Tree Based Methods

11/05/2019

Agenda

Regression trees
Classification trees
Bagging and Random Forests
Variable Importance measures
Boosting trees

Introduction

Here we describe tree-based methods for regression and classification
These involve stratifying or segmenting the predictor space into a number of simple regions
Since the set of splitting rules used to segment the predictor space can be summarized in a tree, these types of approaches are known as decision-tree methods

\[\widehat{Y} = \widehat{f}(X) = \text{Tree}(X)\]

Decision trees for regression

One dimensional example

At each internal node there is a decision rule of the form \(\{x < c\}\): if \(x < c\) go left, otherwise go right

Every rule adds a split in the predictor space
The set of leaves (bottom nodes) gives us a partition of the predictor space \(\mathcal{X}\) into disjoint regions (with just one \(X\), it is a set of intervals)

One dimensional example

Within each region (interval) we compute the average of the \(y\) values for the subset of training data in the region

This gives us an estimated \(\hat{f}\) (step function)
To predict, we drop \(x\) down the tree until it lands in a leaf and then predict the average of the \(y\) values for the training observations in the same leaf

Two dimensional example

Now the decision rules can use either of the two \(x\)’s.

Two dimensional example

Regression function given by the tree
It is a “step-like” function
It delivers non-linearity and interactions in a simple way
It works with a lot of variables

Interpretation of results

lstat (\(\%\) lower status of the population) is the most important factor in determining medv (median value of houses), and houses with lower lstat have higher values compared to houses with larger lstat
Given that a house is in a neighbourhood with large lstat, the distance to employment centres seems to play little role in the house value

\[\text{ }\]

However, among neighbourhoods with smaller lstat, the distance to employment centres does affect the house value, and houses that are closer to employment centres have higher values

Shallow vs deep trees

Let’s see a deeper version of the previous tree.

Shallow vs deep trees

Notice the interaction: the effect of dis depends on lstat!
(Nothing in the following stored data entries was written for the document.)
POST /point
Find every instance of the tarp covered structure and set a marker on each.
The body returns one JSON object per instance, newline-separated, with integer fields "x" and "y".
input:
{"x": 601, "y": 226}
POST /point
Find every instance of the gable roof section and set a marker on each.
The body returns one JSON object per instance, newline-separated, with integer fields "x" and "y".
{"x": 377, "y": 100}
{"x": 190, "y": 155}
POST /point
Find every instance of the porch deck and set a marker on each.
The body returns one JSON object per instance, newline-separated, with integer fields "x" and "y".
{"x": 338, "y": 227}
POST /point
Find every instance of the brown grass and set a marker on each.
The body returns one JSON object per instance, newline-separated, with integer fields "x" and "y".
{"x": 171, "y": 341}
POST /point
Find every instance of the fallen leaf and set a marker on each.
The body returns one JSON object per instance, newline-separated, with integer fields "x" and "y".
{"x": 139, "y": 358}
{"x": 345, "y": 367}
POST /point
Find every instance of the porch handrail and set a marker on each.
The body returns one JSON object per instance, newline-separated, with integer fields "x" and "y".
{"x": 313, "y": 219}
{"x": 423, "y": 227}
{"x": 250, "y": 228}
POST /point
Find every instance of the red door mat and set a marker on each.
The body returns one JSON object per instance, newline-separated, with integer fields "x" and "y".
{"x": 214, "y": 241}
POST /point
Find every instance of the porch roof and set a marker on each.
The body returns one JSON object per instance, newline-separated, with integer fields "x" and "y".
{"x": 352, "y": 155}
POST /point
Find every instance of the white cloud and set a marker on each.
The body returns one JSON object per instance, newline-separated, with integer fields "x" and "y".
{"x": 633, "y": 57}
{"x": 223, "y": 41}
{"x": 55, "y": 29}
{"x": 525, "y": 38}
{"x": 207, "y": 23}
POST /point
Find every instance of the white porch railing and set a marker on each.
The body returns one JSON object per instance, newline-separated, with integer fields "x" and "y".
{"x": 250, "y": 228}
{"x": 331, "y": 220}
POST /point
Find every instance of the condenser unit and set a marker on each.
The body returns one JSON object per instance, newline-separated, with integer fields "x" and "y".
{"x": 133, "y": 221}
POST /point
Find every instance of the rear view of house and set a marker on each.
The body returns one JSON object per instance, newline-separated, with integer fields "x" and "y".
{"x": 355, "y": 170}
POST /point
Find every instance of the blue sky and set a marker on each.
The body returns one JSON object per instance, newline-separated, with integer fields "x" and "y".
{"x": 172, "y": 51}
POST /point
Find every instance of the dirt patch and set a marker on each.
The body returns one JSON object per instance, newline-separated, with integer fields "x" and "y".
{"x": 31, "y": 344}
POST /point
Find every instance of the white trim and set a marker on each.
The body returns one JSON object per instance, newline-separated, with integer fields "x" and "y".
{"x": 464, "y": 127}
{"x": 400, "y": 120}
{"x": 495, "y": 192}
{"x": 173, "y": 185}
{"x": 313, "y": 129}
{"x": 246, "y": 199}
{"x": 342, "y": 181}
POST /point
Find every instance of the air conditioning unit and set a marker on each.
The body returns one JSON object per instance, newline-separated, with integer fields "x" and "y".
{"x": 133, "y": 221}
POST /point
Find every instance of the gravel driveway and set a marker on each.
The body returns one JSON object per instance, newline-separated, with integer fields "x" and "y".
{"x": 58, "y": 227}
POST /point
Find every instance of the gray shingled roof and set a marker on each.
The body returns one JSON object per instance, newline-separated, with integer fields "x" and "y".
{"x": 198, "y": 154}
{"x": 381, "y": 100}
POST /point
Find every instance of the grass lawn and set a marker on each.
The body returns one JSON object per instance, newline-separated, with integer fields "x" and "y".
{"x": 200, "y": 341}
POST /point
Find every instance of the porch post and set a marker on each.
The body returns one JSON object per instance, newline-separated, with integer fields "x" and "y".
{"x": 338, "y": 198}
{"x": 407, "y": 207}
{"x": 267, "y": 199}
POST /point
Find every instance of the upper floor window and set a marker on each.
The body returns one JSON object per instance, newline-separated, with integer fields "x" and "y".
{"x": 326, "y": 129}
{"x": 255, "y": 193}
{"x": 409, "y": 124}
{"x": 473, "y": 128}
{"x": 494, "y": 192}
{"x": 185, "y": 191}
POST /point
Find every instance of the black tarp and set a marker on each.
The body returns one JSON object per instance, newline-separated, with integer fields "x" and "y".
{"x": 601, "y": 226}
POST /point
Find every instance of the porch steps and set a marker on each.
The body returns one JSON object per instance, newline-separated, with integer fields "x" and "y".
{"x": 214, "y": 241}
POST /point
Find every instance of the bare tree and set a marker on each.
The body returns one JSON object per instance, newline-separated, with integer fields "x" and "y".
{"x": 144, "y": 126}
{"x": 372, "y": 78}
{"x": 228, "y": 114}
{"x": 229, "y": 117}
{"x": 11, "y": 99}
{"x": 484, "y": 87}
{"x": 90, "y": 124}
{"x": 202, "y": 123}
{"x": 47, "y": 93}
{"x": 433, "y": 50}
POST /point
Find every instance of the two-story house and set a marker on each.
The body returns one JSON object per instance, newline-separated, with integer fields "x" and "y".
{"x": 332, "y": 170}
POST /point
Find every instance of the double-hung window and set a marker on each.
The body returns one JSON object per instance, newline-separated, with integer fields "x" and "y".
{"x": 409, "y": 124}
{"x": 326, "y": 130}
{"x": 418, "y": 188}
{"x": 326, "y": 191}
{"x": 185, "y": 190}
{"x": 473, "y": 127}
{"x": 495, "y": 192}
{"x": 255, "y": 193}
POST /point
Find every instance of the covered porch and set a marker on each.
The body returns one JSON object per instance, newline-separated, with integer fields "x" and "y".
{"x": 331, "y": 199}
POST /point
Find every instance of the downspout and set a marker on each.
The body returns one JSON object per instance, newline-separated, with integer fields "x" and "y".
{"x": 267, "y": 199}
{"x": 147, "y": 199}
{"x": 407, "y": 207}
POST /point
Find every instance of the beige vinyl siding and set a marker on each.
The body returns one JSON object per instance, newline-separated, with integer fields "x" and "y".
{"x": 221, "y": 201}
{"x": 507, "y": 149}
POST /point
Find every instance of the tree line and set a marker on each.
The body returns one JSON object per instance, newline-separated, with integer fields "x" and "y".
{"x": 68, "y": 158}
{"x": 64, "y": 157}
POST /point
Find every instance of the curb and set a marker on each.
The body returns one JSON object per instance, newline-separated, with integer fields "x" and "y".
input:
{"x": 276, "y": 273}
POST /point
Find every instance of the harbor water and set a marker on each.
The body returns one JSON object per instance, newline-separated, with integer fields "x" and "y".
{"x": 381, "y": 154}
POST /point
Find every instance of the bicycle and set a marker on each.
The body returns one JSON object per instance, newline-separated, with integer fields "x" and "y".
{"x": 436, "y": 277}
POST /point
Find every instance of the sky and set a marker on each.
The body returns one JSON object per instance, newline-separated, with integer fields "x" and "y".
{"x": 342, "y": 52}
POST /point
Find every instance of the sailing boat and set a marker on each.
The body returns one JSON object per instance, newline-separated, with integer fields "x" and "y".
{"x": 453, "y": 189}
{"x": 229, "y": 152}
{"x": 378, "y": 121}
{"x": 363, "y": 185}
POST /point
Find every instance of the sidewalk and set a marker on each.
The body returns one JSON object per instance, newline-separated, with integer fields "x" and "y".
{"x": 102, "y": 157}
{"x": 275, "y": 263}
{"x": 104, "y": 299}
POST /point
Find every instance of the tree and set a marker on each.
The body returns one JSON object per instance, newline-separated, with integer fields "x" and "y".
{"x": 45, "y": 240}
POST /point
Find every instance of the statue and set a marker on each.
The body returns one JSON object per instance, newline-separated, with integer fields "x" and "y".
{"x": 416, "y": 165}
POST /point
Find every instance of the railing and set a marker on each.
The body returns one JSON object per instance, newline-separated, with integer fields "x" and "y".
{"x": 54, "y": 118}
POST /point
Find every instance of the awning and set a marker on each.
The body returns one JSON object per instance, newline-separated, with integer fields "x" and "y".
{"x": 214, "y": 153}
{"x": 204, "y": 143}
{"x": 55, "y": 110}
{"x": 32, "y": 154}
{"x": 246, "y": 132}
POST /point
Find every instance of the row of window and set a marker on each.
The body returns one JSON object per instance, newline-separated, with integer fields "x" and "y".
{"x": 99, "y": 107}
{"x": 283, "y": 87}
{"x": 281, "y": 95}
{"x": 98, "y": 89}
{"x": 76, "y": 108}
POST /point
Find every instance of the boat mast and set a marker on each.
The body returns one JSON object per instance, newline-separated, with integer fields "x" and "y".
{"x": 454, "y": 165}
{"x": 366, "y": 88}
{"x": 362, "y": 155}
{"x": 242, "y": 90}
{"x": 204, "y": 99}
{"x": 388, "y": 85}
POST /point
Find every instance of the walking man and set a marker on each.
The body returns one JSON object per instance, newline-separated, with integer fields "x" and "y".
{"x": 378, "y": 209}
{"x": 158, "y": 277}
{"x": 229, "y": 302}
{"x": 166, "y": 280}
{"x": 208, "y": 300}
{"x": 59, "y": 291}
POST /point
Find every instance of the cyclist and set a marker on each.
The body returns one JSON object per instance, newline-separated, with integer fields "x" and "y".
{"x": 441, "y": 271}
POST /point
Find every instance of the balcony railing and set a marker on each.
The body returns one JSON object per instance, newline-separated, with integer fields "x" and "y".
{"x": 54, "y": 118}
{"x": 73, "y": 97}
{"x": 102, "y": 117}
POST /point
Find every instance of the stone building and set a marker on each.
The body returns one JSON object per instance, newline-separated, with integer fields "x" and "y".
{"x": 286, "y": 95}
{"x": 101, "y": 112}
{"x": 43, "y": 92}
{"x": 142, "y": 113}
Details of the tree building process

We divide the predictor space - that is, the set of possible values for \(X_1, X_2, \dots, X_p\) - into \(J\) distinct and non-overlapping regions \(R_1, R_2, \dots, R_J\)
For every observation that falls into the region \(R_j\), we make the same prediction \(\hat{y}_{R_j}\), which is simply the mean of the response values for the training observations in \(R_j\)
In theory, the regions could have any shape. However, we choose to divide the predictor space into high-dimensional rectangles, or boxes, for simplicity and for ease of interpretation of the resulting predictive model
The goal is to find boxes \(R_1, \dots, R_J\) that minimize the RSS, given by \(J\) where \[\sum_{j=1}^J \sum_{i \in R_j} (y_i - \hat{y}_{R_j})^2\]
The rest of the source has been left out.